> Also, when I speak of "unique identifier" I'm not speaking of the one if > your FINAL tables, I assume you would have at least the *_id field as > PKEY, so nothing else needed, but the one in your SOURCE data set (it can > be anything, like the row number in the original excel).
Francisco/Jeremy,
I'm grateful for you patient help. The 'unique identifier' in the source file has been provided (just now) using nl <https://ss64.com/bash/nl.html>. The syntax I used is:
nl -b a -n ln -s , -v 339 source.txt > out.txt
because the organizations table has 338 as the maximum org_id number.
I believe this fulfills the need for a known unique ID in the source file, and when I parse each row using gawk to create the two files for table input I can use it in both the organizations table (as the PK) and the people table (as the FK referring to the organizations table). I can let postgres assign the unique ID for the new rows in the people table.
Am I still missing something critical?
Are you saying your database already has an organizations table, and this data file is appending to it with all-brand-new organizations and people?

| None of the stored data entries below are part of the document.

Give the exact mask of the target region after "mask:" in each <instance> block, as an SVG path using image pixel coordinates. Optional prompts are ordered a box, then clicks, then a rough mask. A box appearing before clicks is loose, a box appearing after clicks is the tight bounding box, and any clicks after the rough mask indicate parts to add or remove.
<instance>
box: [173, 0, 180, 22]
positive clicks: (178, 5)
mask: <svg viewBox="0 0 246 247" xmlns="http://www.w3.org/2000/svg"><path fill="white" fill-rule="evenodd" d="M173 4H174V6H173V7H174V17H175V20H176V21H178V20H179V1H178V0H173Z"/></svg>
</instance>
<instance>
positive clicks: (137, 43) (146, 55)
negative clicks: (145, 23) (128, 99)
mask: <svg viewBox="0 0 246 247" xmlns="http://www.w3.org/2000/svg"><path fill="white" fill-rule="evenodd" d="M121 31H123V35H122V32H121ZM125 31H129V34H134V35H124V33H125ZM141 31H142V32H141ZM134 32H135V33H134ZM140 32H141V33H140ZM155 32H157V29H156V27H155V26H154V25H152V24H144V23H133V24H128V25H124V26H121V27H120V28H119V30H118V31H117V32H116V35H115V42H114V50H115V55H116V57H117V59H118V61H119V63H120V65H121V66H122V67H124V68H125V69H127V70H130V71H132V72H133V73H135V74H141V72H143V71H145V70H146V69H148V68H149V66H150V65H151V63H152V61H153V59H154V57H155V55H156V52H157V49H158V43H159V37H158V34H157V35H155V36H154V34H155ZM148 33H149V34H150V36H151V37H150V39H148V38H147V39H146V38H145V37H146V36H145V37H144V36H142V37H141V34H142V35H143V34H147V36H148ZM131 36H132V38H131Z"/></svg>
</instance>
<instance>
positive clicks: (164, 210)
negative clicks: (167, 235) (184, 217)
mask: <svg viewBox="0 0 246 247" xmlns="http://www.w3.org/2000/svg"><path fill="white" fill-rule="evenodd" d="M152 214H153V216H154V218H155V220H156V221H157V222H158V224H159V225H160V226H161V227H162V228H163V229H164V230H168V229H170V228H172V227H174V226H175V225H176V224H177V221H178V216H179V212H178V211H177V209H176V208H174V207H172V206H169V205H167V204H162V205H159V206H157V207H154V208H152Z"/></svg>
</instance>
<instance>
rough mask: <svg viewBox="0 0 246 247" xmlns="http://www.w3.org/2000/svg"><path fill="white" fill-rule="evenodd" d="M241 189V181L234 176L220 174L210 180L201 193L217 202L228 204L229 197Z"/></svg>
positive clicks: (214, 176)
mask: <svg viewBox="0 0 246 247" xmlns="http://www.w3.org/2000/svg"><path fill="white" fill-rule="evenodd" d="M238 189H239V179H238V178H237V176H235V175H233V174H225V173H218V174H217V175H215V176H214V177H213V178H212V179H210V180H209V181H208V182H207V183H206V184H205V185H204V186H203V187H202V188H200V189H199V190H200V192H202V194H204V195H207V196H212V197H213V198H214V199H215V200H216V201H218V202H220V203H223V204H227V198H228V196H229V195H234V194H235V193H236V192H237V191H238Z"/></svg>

Say you have 800 people. Are you honestly saying that there are also 800 organizations? If so, I guess your solution would work. However, I thought that it was the case that multiple people belong to the same organization. Hence, the entire problem of mapping we have been discussing.
The data model doesn't make much sense if that's true.
Also, you said previously that some fields from your data file would be populated in *both tables*. That is a fundamental violation of DB design. Why are you duplicating that data in two places?